Sunday, April 24, 2011

The River War


For those not averse to e-book formats, one of the classic works on the Omdurman Campaign in the Sudan is available for free through the Gutenberg Project at ManyBooks.com.

The River War was an early foray into literature by Winston Churchill, and describes his adventures during Kitchener's successful campaign of reconquest. His description of the railway laid to carry supplies around a wide loop of the Nile is one of the most evocative passages I've read. Recommended!

Friday, April 22, 2011

Battlefields tour




The blog has been quiet for a week because my wife and I took a road trip to visit relatives. This gave us the opportunity to stop off at four Civil War battlefields along the way - Chickamauga, Franklin, Kenesaw Mountain and, shown above, Lookout Mountain.

Following their defeat at Chickamauga in September 1864, the Union army retreated into defences in and around the railroad hub of Chattanooga, Tennessee. The Confederate army under General Braxton Bragg enclosed the town from three sides. The northern area of the town is ringed by mountains which, at the time, had very primitive roads that were often rendered impassable by the unusually wet fall that year. The Union army supply line was further threatened by Confederate cavalry raids.

The photo shows me looking out North-Eastward from one of the Confederate battery positions that were established above the rock palisades that run around the northern face of the mountain. The Tennessee River flows below the height, and just visible above my arm is the line of what was known at the time as the Memphis & Charleston Railroad. The peninsula of land showing just under the gun muzzle is Moccasin Point, site of several Union positions.

The batteries were sited to interdict any supplies and reinforcements moving to the Union army along the river. Confederate artillerymen worked extremely hard to get their ordinance to the mountaintop. Even these days the road switchbacks all the way up the 1,400 feet height, with sheer drops to one side most of the way. Once in position they were able to lob shells onto the Union positions in the town and Moccasin Point, but to little effect, due mainly to the heavy cloud that often rings the summit. We were fortunate in having a nice clear day and could literally see for miles.
 
The photo below is of Moccasin Point itself. The river makes a great loop around the point, and the neck is quite narrow, a matter of a mile or so. On the night of November 23-24, 1864, General Sherman sent a force of infantry in pontoons from the town, the men sailing around the river bend to Brown's Ferry. Here they went ashore on the left bank, capturing or dispersing surprised Confederate pickets. The pontoons were quickly fashioned into a bridge by that consummate engineer General 'Baldy' Smith, and within hours the 'Cracker Line was opened, bringing much needed supplies and reinforcements into the town of Chattanooga. 

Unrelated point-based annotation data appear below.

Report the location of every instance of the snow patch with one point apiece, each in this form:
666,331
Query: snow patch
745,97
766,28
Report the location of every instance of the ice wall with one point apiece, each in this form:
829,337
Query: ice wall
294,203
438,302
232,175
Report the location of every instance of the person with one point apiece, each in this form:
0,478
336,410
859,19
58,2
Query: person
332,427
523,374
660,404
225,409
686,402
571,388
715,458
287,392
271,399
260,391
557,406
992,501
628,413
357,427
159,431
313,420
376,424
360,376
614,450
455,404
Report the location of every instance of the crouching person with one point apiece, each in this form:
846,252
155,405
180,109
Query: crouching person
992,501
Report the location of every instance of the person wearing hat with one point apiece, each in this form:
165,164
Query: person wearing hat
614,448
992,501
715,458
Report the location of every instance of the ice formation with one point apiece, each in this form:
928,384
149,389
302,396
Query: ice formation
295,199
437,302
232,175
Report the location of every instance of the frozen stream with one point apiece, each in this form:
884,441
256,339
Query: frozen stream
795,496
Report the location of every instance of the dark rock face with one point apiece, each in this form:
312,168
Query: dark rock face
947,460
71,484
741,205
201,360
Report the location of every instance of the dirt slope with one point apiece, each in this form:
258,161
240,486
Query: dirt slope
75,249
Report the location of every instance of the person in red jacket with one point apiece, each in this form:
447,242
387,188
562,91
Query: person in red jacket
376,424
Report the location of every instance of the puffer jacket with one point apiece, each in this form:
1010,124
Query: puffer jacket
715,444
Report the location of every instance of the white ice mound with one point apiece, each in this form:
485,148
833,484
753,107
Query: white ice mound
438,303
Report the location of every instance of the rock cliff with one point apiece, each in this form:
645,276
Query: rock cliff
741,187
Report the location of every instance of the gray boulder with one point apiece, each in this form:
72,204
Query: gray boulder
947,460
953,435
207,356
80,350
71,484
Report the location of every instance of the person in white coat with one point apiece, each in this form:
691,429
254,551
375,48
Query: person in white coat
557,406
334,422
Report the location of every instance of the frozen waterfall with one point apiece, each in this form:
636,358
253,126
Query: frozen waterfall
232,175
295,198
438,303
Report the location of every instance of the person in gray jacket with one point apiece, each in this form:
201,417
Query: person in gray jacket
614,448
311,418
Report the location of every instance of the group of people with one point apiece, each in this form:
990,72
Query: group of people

Although it seems to practically beg for some kind of military position, the mountain really only possessed limited use as a signalling post and lookout station. It was taken in swift style by General Hooker leading a combined force of Union troops drawn from the Armies of the Cumberland, Tennessee, and the Potomac. General Bragg seems to have been let-down almost continually by his subordinates, including the much-vaunted James Longstreet, but especially by Leonidas Polk, a favorite friend of Jefferson Davis. 

Saturday, April 9, 2011

Sharp Practice thoughts - Cards 3

Some more Sharp Practice cards today. In keeping with the British Empire theme I used photos of Martini-Henry ammunition, a classic bhisti-wallah for the Water card, and a Victorian illustration of a nettle. All my cards are printed on card-stock and kept inside plastic card protectors. Since these have opaque white backs there's no need to print anything on the reverse side of the cards. 

I have a few more cards to create. At the moment I'm thinking of having one of Queen Victoria (Gawd bless 'er!) in place of the Vive l'Empereur card. In the rules the shortest player in the room gets a bonus move as a Big Man when Vive l'Empereur is drawn. In my version, when the Queen's card is drawn, the first player to say Gawd bless 'er! or The Widder of Windsor gets the same bonus.    

Thursday, April 7, 2011

Arab tower

Some months ago my wife pointed out a useful item in our local Michaels hobby store in the shape of a wooden birdhouse. I bought it immediately, seeing the potential for a little augmentation. The basic form of it is shown below. 


Before...

I added the door and arch, all plaster moldings from a Hirst Arts mold, then covered the wood with a layer of diluted PVA and sand to provide a keyed surface. While this dried I added a flagpole receptacle cut from a short length of plastic coffee stirrer glued into place in a front corner.

The whole was covered with a layer of spackle, making sure to cover the flagpole holder. When the spackle was semi-dry I made firing slits in places where the wood had been cut to represent stonework. Once all had dried I painted the model with Craft Smart acrylics, picking out the firing slits in black. I gave the whole tower an ink wash using 8 drops of sepia ink and one of India ink to about two fluid ounces of water to age the appearance and bring out the texture. A dry brush of antique white then plain white followed. A flag based loosely on a Mahdist version completed the model. This can be substituted for any other flag as the tower changes hands.

After. Sub Chief N'kwana helps demonstrate the size.